Over the next six years Ms Hong witnessed the swiftest part of the country’s economic development, “the painful period between poverty and wealth”. She recalls the anomalies of the time: newly wealthy women wearing mink coats at the fish markets; frequent power cuts in her family’s flat, the poshest in a posh district.
From this unpromising position South Korea managed to charge past Japan to become Asia’s foremost trendsetter, and Ms Hong interviews superstars, chefs and cultural critics to discover why.
She finds that cool can be manufactured, up to a point. South Korea’s is a side-effect of the culture-exporting machine that was created at the end of the 20th century and has been nurtured by the government ever since.
The Asian financial crisis of 1997 revealed a weakness in Korea’s reliance on big conglomerates, and Kim Dae-jung, the president, responded by pushing the development of the IT and content (film, pop and video-games) industries. Firms folded or reorganised: Samsung moved into digital TV and mobile phones. According to Ms Hong, without the crisis there would probably have been no hallyu, the Korean cultural wave that has rolled through Asia for the past decade.
Tax incentives and government funding for start-ups pepped up the video-game industry. It now accounts for 12 times the national revenue of Korean pop (K-pop). But music too has benefited from state help. In 2005 the government launched a $1 billion investment fund to support the pop industry. Record labels recruit teens who undergo years of gruelling training before their public unveiling.
It is true that creativity can be limited by this work ethic and the accompanying fear of failure. (In Korea’s bubble-gum ballads and Europop-inspired tunes, voices come second to synchronised dance moves.) But this weakness has been turned to an advantage: conservatism is now a conscious strategy for the export market. K-pop has stronger global appeal than Japan’s J-pop, which tends to be less puritanical. Dramas focus on courtship and family roles. Actors and singers promote Korean tastes, in areas such as cosmetics, and in turn beauty businesses hire stars to promote their products.
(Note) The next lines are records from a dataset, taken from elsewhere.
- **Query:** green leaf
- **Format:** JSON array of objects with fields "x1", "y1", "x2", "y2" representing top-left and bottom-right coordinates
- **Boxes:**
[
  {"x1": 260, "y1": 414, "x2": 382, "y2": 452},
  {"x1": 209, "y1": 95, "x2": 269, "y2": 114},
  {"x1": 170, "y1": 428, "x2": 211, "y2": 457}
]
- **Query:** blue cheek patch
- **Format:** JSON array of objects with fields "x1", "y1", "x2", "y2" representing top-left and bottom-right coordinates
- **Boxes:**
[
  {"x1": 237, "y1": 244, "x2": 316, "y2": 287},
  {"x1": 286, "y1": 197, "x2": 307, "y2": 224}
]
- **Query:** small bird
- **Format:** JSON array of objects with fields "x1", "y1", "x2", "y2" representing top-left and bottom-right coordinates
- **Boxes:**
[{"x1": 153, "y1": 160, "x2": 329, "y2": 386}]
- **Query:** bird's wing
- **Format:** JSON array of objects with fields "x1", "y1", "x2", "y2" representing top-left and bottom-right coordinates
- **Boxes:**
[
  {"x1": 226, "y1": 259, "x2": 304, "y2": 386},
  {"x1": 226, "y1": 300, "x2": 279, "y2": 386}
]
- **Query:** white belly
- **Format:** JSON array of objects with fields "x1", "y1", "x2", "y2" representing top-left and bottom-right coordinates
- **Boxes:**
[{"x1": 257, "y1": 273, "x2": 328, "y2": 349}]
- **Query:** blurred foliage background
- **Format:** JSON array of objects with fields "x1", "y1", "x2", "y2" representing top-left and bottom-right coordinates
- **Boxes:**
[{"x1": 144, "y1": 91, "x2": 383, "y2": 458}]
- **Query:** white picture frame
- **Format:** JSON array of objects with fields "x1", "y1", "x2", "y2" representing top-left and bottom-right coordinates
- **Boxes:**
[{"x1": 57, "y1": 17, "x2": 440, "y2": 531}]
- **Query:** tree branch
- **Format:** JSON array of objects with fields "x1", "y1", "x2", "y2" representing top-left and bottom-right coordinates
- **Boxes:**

Ms Hong describes Korea’s approach to culture as “a full-on amphibious attack”. She talks to some of those who have worked behind the scenes: one official organised flash-mobs around France to demand a K-pop concert; another spirited “What Is Love”, South Korea’s first so-called K-drama, into Hong Kong inside a diplomatic pouch.
The “attack” works because the pop culture it peddles is more palatable to other Asians than that of former aggressors, such as Japan or China. Korean dramas are so popular in the Philippines that they have inspired local remakes in Tagalog. “Winter Sonata”, another drama, was a hit in Iraq and Uzbekistan. Japan is now using the Korean model as inspiration: in what is perhaps the best evidence of its own waning power as a trendsetter, it has launched a $500m fund to invest in “Cool Japan”.
PSY, the rapper behind “Gangnam Style”, was not part of the national strategy. His song, with its 2 billion YouTube views, mocks the effeteness of a generation of South Korean nouveaux-riches. Its success may therefore testify to the limits of packaging cool, but it also shows the world’s readiness to revel in Korea’s cultural charms.